I’m not beating myself up, I know other people who have fallen and had to go back to square one to begin the elimination process all over again. I also know falling leads to other issues. I’ve been sick all week. Swollen, bloated, congested, coughing… things that should be chalked up to a normal cold. But when I went back to eating gluten free, my symptoms began to disappear. I still have a residual cough and the crap in my lungs has finally broken up enough I can cough it out, but let’s just say I’ve never had a regular cold run the course this quickly. Others who have fallen have taken much longer to recover and I count myself blessed.

I made 2 batches of soup, that’s what I wanted to eat and since I was sick I made what I knew I could eat without having any issues. First I made chicken and rice. No recipe for that one. It did the job and was gone in less than 48 hours. Tuesday I made a bigger pot of vegetable soup. I don’t really have a recipe, I just open freezer bags and cans and add them to the pot. I did find a recipe online that is similar and the link to that is here. The photo is not mine and is credited to Jaclyn of Cooking Classy

I spent most of the holiday weekend either in bed or on the couch. It really sucks when you can’t lay down to sleep and have to be propped up by 5 or 6 pillows in order to breathe. At one point I think I was hallucinating about being in the hospital, that’s how uncomfortable I was. And the poor fur babies didn’t know what to do. Calliope was in overdrive panic mode, all up in my personal space making sure I was ok and sending me healing through her little snuggles. Chaos, even though she was concerned and was snuggled up close as well, seemed to be the more chill of the two. She’d check on me, make sure I was still breathing and then curl back up in her ball between my knees.

Jimmy was a saint through it all. I normally do not like for anyone to try to take care of me when I’m not well and am usually pretty grumpy when you try. But, he didn’t hover, made sure I was comfortable, even brought the Star Thistle honey and a spoon when nothing else seemed to help with the coughing. He even cooked his own dinner on Sunday. Yep, I have a hell of a man and I’m SO proud to call him mine.

Author: Vickie

I am Vickie, but known by many names, wife, mother, friend, BITCH! And each title I more than deserve.
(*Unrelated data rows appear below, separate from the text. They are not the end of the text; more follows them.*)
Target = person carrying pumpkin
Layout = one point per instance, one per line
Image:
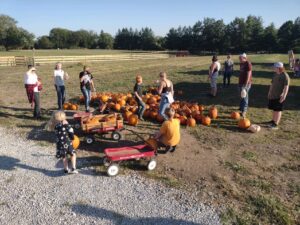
(138, 93)
(277, 93)
(33, 87)
(64, 136)
(169, 133)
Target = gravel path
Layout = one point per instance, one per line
(34, 190)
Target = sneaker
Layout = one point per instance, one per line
(74, 171)
(274, 126)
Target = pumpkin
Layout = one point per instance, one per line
(104, 98)
(213, 112)
(244, 123)
(133, 120)
(76, 142)
(191, 122)
(127, 114)
(159, 118)
(66, 106)
(122, 102)
(205, 120)
(152, 143)
(153, 114)
(235, 115)
(146, 113)
(117, 107)
(183, 120)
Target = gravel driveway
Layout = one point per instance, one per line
(34, 190)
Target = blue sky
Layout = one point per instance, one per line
(40, 16)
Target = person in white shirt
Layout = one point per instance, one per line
(59, 81)
(213, 75)
(33, 87)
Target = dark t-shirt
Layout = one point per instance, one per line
(81, 74)
(278, 83)
(138, 88)
(245, 67)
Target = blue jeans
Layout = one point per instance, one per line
(141, 108)
(244, 101)
(164, 103)
(87, 97)
(60, 90)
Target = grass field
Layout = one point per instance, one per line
(255, 176)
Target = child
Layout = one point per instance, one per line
(64, 136)
(138, 92)
(169, 134)
(277, 93)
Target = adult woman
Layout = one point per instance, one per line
(33, 87)
(59, 82)
(277, 93)
(166, 91)
(86, 85)
(213, 75)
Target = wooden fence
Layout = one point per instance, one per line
(40, 60)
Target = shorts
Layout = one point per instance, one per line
(62, 153)
(275, 105)
(213, 80)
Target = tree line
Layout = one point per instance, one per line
(209, 35)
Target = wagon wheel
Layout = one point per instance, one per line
(116, 136)
(151, 164)
(113, 170)
(77, 126)
(106, 162)
(89, 139)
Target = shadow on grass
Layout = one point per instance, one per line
(118, 218)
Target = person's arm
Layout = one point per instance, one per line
(161, 86)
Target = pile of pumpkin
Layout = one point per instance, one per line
(189, 114)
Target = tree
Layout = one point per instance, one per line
(105, 41)
(43, 42)
(269, 40)
(285, 36)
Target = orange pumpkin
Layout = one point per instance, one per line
(76, 142)
(66, 106)
(235, 115)
(117, 107)
(104, 98)
(244, 123)
(152, 143)
(206, 120)
(213, 112)
(133, 120)
(159, 118)
(191, 122)
(153, 114)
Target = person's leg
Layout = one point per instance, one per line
(65, 162)
(36, 112)
(162, 107)
(277, 117)
(63, 94)
(59, 97)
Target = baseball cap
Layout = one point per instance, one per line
(243, 55)
(278, 65)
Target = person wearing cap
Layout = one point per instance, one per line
(245, 80)
(33, 86)
(59, 82)
(277, 93)
(228, 70)
(213, 75)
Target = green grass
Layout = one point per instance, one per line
(263, 165)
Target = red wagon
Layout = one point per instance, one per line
(114, 156)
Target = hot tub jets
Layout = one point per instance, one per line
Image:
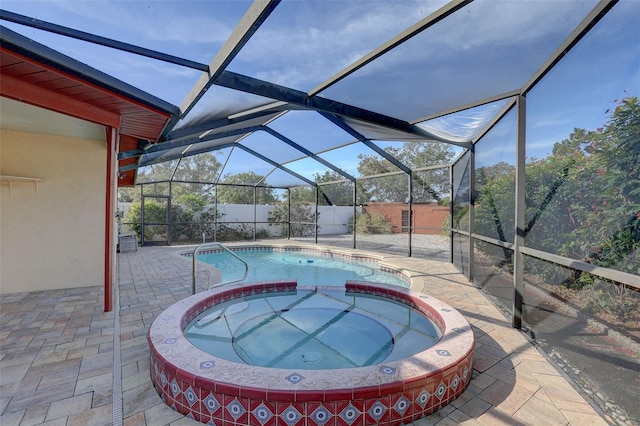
(212, 389)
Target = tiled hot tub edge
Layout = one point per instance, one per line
(396, 397)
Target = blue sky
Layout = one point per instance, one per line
(303, 43)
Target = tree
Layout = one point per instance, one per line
(238, 194)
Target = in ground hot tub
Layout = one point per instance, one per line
(398, 385)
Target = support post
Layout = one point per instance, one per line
(410, 185)
(472, 200)
(355, 212)
(316, 215)
(518, 257)
(451, 213)
(255, 213)
(289, 213)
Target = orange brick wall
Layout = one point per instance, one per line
(429, 216)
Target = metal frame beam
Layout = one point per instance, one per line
(103, 41)
(276, 164)
(308, 153)
(427, 22)
(344, 126)
(269, 90)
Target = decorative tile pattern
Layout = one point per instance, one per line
(263, 414)
(350, 414)
(377, 410)
(211, 396)
(291, 416)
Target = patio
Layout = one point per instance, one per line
(66, 362)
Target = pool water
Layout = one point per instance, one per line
(312, 328)
(306, 268)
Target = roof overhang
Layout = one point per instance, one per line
(37, 75)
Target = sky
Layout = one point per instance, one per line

I have been defying description for more than half my lifetime. I occasionally have my sanity, although my circle of friends might disagree with that; I’m a mix of opposites, random, different and unconventional. I’m a self taught know it all and even though I can admit I really don’t know everything, I do know enough to carry on a conversation with most anyone. Some call me mouthy, I freely speak my mind…I do NOT tolerate BS. I’m a wife, Mom, Abi, Witch, eclectic, free-thinking, Priestess in training, wanna be gardener, who loves all things Faerie, cooking and everything about my life!

2 thoughts on “Fibro Fridays

  1. I’m glad you are almost back to normal. We are both blessed with our men.